= Evelyn Crowell =

American librarian

Evelyn Crowell

Evelyn Crowell (March 17, 1936 - June 5, 2017) was a librarian, author, speaker, activist, and community organizer in Portland, Oregon. She was the first single Black woman in Oregon to adopt children.

== Life ==
Born in Saginaw, Michigan on March 17, 1936, she moved with her father, grandfather, brother, and uncle to Oregon in 1942. They lived in North Portland and the men worked in the shipyards. She attended Boise Elementary school, the Girls Polytechnic High School, and Portland State College. She was in the third graduating class of Portland State College with a bachelor's degree, in 1959. She earned a Master's degree in library science from the University of Washington in 1960.

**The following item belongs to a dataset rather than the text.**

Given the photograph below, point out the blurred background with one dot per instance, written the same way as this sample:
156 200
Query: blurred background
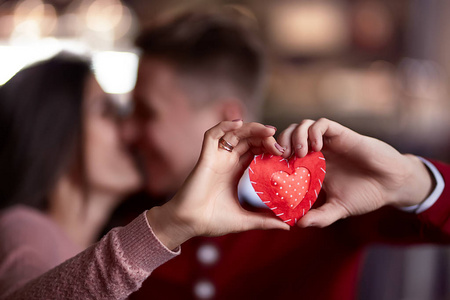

In 1970 she became the first single Black woman in Oregon to adopt children.

== Career ==
Crowell's first job, after obtaining her library science degree, was at Jefferson High School in North Portland. After one year at Jefferson, she accepted a librarian position at Fisk University in Tennessee where she worked for one year, before returning to Portland. She was then employed with the Multnomah county library system. In 1964 she became first Black faculty member of Linfield College, where she was a librarian. In 1970 she returned to Jefferson High School where she worked for two years. She worked at Portland State University, as an associate professor and librarian, from 1972 to 2002.

== Community involvement and activism ==
Evelyn Crowell was first Black Portland YWCA president and served the Portland Public Schools Board for one term. She was a generous donor to education and established numerous scholarships: The Evelyn I Crowell Endowed Opera Scholarship (PSU), The Evelyn I Crowell Endowed Theater and Film Scholarship (PSU), The Albert Crowell, Jr Memorial Scholarship (PSU), The Evelyn Crowell Scholarship through the PCC Foundation, and The Evelyn Crowell Endowed Scholarship (University of Portland).

== Legacy ==
The Portland Community College's Cascade Campus Library is home to the Evelyn Crowell Center for African American Community History.